I Domingo de Adviento – 30 de noviembre
El Adviento es la etapa del año litúrgico «especialmente dedicada al recogimiento, a la discreta compunción y a la esperanza palpitante del gran júbilo que traerá el nacimiento del Mesías. Todos se prepararon así para acoger al Niño Dios que, en el virginal sagrario materno, se acercaba, día a día, al momento bendito en el que iniciaría su convivencia salvífica con los hombres».1
Para esa sublime ocasión, la Iglesia desea que nos preparemos debidamente, expurgando de nosotros hábitos y costumbres que no son acordes con la vida cristiana.
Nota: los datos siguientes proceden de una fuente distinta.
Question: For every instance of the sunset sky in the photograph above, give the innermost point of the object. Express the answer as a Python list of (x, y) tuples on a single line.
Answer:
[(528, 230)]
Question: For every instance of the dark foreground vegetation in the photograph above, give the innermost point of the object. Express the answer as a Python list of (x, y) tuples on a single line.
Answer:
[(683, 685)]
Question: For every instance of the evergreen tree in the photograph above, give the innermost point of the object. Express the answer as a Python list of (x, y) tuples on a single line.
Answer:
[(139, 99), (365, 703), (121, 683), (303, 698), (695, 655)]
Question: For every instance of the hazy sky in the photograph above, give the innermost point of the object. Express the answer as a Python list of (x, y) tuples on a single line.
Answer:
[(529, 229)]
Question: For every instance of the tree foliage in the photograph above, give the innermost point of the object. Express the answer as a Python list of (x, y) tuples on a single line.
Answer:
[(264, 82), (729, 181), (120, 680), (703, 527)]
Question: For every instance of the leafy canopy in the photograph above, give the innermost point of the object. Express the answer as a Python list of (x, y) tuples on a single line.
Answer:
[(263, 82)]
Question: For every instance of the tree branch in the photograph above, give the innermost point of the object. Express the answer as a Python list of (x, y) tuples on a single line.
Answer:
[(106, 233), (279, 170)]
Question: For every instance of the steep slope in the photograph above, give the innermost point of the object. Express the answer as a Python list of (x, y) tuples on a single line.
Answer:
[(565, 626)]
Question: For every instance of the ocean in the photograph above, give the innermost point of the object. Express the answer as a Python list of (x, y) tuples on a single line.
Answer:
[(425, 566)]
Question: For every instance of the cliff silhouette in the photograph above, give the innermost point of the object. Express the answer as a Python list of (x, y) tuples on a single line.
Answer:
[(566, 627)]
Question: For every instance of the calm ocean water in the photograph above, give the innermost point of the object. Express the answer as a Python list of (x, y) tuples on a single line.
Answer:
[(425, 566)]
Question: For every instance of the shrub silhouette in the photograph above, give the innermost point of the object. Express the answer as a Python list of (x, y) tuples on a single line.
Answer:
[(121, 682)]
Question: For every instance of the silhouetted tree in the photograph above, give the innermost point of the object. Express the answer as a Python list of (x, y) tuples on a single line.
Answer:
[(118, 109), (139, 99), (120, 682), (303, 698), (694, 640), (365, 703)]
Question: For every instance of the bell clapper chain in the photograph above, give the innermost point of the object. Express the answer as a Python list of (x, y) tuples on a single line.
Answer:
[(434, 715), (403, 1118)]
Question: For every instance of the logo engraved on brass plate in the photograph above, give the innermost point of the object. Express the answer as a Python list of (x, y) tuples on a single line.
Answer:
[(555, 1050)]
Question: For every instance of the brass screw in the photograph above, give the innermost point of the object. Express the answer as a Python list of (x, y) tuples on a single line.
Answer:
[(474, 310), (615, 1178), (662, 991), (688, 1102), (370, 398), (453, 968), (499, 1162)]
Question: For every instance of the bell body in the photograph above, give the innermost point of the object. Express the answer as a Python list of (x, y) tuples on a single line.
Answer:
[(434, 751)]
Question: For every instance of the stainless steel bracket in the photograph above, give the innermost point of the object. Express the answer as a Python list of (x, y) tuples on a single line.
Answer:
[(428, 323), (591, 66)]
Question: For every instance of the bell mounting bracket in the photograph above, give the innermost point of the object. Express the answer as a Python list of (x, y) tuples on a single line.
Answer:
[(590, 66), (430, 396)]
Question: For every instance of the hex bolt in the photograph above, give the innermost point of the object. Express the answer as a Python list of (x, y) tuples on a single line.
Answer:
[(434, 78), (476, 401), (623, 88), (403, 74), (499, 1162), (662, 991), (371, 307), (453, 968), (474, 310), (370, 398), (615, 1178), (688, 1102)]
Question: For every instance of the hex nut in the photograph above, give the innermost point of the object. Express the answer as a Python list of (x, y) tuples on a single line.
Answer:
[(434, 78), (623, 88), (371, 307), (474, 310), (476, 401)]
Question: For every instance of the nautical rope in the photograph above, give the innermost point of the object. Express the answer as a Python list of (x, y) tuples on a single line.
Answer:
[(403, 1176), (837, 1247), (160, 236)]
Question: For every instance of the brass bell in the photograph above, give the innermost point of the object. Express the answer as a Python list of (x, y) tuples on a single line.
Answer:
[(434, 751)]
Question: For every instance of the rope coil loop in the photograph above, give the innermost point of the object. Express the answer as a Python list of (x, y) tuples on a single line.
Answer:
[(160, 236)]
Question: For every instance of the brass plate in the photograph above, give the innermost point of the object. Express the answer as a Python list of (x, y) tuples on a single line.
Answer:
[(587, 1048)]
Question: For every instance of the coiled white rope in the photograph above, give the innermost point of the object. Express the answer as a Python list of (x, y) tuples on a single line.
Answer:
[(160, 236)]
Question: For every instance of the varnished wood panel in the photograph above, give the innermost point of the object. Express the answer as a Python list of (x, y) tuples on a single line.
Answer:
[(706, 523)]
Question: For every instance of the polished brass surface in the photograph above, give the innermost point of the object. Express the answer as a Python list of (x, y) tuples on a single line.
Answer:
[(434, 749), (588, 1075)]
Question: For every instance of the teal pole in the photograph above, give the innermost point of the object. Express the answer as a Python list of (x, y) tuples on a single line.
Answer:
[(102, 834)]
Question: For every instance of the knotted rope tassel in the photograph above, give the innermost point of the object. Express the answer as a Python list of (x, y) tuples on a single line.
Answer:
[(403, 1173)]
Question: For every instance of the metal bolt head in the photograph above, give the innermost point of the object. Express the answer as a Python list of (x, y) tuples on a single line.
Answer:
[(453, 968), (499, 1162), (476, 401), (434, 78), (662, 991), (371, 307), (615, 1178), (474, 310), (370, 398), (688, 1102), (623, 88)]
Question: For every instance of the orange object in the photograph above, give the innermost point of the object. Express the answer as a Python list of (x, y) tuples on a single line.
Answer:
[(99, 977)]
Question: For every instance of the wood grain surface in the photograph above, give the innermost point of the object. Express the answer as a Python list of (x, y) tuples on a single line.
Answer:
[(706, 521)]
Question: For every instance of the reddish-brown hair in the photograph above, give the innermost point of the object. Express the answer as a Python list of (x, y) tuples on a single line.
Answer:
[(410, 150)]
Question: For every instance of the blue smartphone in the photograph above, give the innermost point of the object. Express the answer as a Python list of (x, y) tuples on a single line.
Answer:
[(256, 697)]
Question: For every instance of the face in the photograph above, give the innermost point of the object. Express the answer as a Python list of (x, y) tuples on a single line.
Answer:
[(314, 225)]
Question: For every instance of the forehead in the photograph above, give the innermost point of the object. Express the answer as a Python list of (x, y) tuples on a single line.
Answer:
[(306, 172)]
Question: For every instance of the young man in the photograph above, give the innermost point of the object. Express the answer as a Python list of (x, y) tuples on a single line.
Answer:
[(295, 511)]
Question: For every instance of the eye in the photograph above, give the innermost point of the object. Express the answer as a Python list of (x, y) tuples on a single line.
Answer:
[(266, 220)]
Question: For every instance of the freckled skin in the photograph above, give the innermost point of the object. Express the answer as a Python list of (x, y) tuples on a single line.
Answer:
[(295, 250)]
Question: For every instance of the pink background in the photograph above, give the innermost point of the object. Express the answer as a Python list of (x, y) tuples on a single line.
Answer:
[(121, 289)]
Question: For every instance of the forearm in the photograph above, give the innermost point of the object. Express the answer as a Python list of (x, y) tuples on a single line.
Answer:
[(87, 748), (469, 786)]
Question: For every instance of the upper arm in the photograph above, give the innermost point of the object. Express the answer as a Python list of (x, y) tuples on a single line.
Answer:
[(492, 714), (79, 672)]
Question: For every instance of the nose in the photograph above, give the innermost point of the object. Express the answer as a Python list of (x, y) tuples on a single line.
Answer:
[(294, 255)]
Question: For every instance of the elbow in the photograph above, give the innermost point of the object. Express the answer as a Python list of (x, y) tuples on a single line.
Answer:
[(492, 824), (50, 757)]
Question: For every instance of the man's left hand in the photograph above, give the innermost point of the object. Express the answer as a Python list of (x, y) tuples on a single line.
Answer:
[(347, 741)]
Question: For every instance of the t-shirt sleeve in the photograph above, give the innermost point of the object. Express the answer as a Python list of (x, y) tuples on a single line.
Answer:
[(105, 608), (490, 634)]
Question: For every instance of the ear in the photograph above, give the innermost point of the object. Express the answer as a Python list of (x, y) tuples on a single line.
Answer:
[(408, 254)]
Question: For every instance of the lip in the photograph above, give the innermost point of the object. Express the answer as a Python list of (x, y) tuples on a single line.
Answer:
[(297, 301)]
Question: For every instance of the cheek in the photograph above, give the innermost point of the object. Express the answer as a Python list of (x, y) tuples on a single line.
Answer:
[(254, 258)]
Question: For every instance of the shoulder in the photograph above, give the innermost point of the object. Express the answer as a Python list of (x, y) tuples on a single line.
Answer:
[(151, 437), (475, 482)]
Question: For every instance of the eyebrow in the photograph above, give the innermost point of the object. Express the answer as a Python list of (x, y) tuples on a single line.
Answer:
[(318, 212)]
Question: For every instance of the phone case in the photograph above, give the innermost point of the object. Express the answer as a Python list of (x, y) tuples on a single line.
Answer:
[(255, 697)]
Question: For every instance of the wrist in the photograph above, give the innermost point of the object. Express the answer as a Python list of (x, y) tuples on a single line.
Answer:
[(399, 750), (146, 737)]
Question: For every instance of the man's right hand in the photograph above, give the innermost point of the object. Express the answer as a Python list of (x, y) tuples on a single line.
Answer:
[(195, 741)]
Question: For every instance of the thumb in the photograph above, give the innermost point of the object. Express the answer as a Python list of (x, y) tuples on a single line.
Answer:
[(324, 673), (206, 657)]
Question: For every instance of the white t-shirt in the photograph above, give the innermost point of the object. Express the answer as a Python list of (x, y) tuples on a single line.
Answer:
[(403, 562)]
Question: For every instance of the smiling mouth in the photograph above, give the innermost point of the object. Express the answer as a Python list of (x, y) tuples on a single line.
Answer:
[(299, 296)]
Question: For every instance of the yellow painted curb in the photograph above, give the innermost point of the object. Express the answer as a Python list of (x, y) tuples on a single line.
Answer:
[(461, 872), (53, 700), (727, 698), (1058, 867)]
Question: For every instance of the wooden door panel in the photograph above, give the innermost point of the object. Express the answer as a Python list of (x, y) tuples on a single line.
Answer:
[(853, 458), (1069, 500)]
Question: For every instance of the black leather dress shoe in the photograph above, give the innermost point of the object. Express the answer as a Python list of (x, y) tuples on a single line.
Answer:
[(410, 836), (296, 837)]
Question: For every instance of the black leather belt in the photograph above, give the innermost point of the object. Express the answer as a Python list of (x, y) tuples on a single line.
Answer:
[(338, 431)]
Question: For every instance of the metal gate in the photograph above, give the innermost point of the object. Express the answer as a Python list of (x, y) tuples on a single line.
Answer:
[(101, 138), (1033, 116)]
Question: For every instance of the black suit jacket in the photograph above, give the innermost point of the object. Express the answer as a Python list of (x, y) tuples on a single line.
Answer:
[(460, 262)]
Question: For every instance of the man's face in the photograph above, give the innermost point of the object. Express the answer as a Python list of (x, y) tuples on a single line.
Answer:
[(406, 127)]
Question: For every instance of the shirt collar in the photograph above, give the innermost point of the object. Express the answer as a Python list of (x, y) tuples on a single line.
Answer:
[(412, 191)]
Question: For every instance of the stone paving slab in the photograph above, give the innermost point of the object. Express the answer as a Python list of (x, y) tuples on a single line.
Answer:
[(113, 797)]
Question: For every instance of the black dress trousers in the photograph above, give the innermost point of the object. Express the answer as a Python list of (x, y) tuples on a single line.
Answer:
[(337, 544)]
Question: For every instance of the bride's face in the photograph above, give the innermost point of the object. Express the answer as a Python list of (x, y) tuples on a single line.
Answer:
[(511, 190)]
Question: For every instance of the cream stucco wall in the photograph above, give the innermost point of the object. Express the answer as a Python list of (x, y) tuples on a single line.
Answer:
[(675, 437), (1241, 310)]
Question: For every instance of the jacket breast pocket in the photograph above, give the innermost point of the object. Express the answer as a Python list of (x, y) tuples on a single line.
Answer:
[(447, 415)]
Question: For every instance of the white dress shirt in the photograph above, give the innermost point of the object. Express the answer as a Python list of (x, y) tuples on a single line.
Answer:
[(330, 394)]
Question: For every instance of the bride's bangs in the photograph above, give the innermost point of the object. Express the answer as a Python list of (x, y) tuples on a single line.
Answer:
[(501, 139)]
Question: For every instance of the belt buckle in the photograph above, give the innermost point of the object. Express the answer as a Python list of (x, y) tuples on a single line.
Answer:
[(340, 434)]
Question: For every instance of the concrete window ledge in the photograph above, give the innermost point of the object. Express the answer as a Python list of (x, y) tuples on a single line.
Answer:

La liturgia de este primer domingo de Adviento parece querer, literalmente, sacudirnos del letargo en el que la humanidad se hunde cada vez más. «Ya es hora de despertaros» (Rom 13, 11), clama San Pablo. ¿No veis que «el día está cerca» (Rom 13, 12)? ¿Qué día? ¡El día de rendir cuentas! Y para que no haya excusas ni dudas sobre qué hacer, declara: «Nada de comilonas y borracheras, nada de lujuria y desenfreno, nada de riñas y envidias» (Rom 13, 13b). ¡Ah! ¡Cuánto necesita nuestro siglo escuchar estas verdades!
Sin embargo, la advertencia del Apóstol de las gentes parece caer en saco roto. De hecho, en todas las épocas abundan los despreocupados y optimistas…
Despreocupados eran aquellos que antes del diluvio, como nos lo recuerda el Señor en el Evangelio de este domingo, «comían y bebían, se casaban y se daban en casamiento» (Mt 24, 38), sin hacer caso al llamamiento de Dios a la conversión. ¡Insensatos! Enseguida Noé entraría en el arca, las puertas se cerrarían y cortinas de agua cubrirían los cielos, inundando la tierra. Su deseo desenfrenado de disfrutar la vida los llevó, en poco tiempo, a perder lo que tanto apreciaban. El bien mayor había sido sacrificado tontamente por el placer efímero.
El Hijo del hombre nos visitará en un futuro próximo o lejano. ¿Cuándo? No lo sabemos. Sin embargo, de una cosa sí estamos seguros: vendrá cuando menos lo esperemos…
En realidad, conocer el día de la venida del Señor importa poco. La pregunta crucial que surge en nuestros labios es: ¿estaré preparado para ese encuentro? ¿Me salvaré o no? Pregunta terrible, capaz de hacer temblar a todo aquel que busca honestamente a Dios.
Si no me preocupa lo que más debería preocuparme —el asunto de mi salvación—, ¡no soy diferente de aquellos optimistas de los tiempos de Noé! «Nuestra propensión natural es pensar que estamos en esta tierra seguros y para siempre y, por con siguiente, ignorar que aquí vivimos en estado de prueba».2
Así pues, «andemos con decencia y honestidad» (Rom 13, 13a) si no queremos que nos pille por sorpresa la venida del Hijo del hombre. Para ello, comencemos ahora, y no mañana, nuestro proceso de conversión. Y si por casualidad nuestra conciencia nos acusa de algo, busquemos el perdón cuanto antes. Revistámonos de Jesucristo. Pongámonos en las manos purísimas de aquella que es la Madre de Misericordia. Y entremos para siempre en el arca de la Santa Iglesia, donde siempre será de día. ◊
Notas
1 Corrêa de Oliveira, Plinio. «No “crepúsculo” do Sol de Justiça». In: Folha de São Paulo. São Paulo. Año LVII. N.º 18.170 (1 ene, 1979), p. 3.
2 Clá Dias, EP, João Scognamiglio. «La vigilancia: ¿una virtud olvidada? In: Lo inédito sobre los Evangelios. Città del Vaticano-Lima: LEV; Heraldos del Evangelio, 2013, t. i, p. 18.